Abstract

Glutamate neurotransmission plays an important role in the processing of pain and in chronic opioid-induced neural and behavioral plasticity, such as opioid withdrawal and opioid dependence. Kappa-opioid receptors also have been implicated in acute opioid modulation of pain and chronic opioid-induced plasticity, both of which are primarily mediated by mu-opioid receptors. Using whole-cell patch clamp recordings in brain slices in vitro and system analysis of pain behaviors in rats in vivo, this study investigated the functional role of glutamate synaptic transmission and kappa-opioid receptors in two behavioral pain conditions: m-opioid-induced analgesia (decreased pain) and mu-opioid withdrawal-induced hyperalgesia (increased pain). In the nucleus raphe magnus (NRM), a brainstem structure that controls spinal pain transmission, we found that kappa-receptor agonists presynaptically inhibited glutamate synaptic currents in both of the two cell types that are thought to respectively inhibit or facilitate spinal pain transmission.
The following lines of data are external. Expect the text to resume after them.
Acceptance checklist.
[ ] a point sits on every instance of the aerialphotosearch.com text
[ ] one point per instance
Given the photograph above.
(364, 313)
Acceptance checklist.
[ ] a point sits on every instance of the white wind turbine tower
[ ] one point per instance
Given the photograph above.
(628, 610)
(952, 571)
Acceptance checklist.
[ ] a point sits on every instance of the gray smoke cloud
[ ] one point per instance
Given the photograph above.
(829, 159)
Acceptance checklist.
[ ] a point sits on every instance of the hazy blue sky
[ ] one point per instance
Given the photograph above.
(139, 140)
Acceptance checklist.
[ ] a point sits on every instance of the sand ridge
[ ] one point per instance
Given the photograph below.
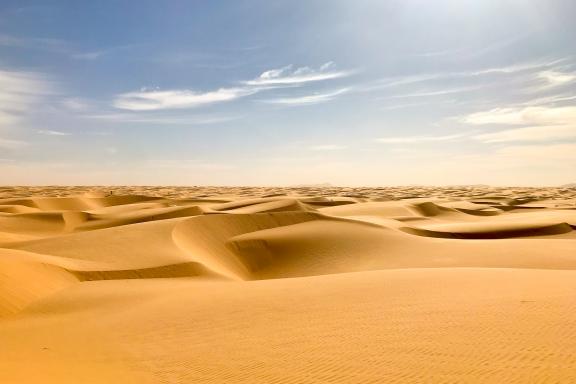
(287, 285)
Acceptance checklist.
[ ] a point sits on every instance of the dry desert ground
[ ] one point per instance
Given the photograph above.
(311, 284)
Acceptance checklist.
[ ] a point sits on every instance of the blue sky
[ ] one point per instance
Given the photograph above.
(360, 93)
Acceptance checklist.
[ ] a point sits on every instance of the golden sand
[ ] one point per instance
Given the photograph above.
(287, 285)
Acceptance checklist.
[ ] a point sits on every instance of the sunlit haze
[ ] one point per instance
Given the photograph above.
(360, 93)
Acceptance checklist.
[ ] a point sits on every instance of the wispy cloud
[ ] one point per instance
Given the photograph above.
(154, 100)
(12, 144)
(528, 115)
(418, 139)
(19, 91)
(308, 99)
(543, 133)
(397, 81)
(289, 76)
(52, 133)
(557, 78)
(174, 99)
(549, 124)
(439, 92)
(540, 152)
(161, 119)
(327, 147)
(45, 44)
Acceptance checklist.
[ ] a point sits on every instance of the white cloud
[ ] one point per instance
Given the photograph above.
(430, 77)
(174, 99)
(541, 133)
(52, 133)
(288, 76)
(555, 78)
(75, 104)
(12, 144)
(440, 92)
(88, 55)
(537, 153)
(327, 147)
(308, 99)
(529, 115)
(161, 119)
(18, 92)
(153, 100)
(418, 139)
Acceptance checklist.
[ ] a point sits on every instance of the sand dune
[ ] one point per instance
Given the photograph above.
(287, 285)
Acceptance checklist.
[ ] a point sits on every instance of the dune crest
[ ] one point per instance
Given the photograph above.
(287, 285)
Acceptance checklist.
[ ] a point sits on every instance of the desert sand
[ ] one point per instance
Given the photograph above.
(317, 284)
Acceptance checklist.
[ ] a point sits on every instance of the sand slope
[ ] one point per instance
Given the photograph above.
(292, 286)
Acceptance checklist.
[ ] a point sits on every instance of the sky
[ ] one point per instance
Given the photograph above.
(259, 92)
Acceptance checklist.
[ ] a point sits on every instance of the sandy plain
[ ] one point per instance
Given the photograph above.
(317, 284)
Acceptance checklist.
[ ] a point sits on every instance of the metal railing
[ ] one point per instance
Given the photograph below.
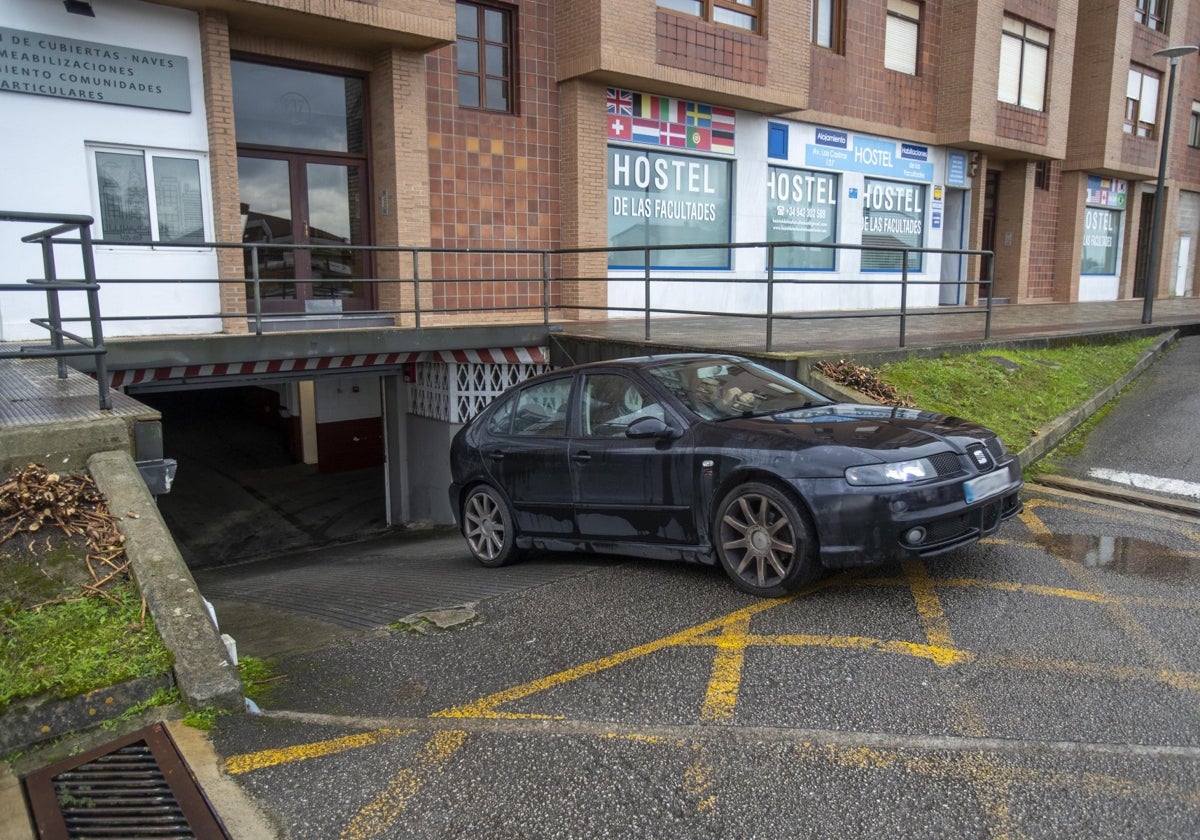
(52, 286)
(431, 270)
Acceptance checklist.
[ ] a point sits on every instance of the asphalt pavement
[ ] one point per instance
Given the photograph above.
(1149, 442)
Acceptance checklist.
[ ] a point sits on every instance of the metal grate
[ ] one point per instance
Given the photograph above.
(133, 787)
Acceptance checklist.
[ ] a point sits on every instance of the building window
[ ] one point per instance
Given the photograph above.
(659, 199)
(737, 13)
(903, 36)
(1102, 239)
(829, 24)
(145, 196)
(802, 208)
(1152, 13)
(1042, 174)
(1141, 102)
(894, 216)
(1024, 58)
(485, 58)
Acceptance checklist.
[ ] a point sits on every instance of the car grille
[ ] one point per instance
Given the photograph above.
(946, 463)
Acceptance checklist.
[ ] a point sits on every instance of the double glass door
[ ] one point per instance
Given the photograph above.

In rats, both glutamate receptor antagonists and the kappa agonist microinjected into the NRM attenuated mu-opioid-induced analgesia, which is most likely mediated through activation of such pain-inhibiting neurons. However, during opioid abstinence-induced withdrawal, the same doses of glutamate receptor antagonists and the kappa agonist administered in the NRM suppressed the withdrawal-induced hyperalgesia, which is thought to be mediated by activation of those pain-facilitating neurons during opioid withdrawal. These results demonstrate that kappa-opioid receptors antagonize mu-receptor-induced effects in both analgesic and hyperalgesic states, and suggest inhibition of glutamate synaptic transmission as a presynaptic mechanism for the kappa antagonism of these two mu receptor-mediated actions.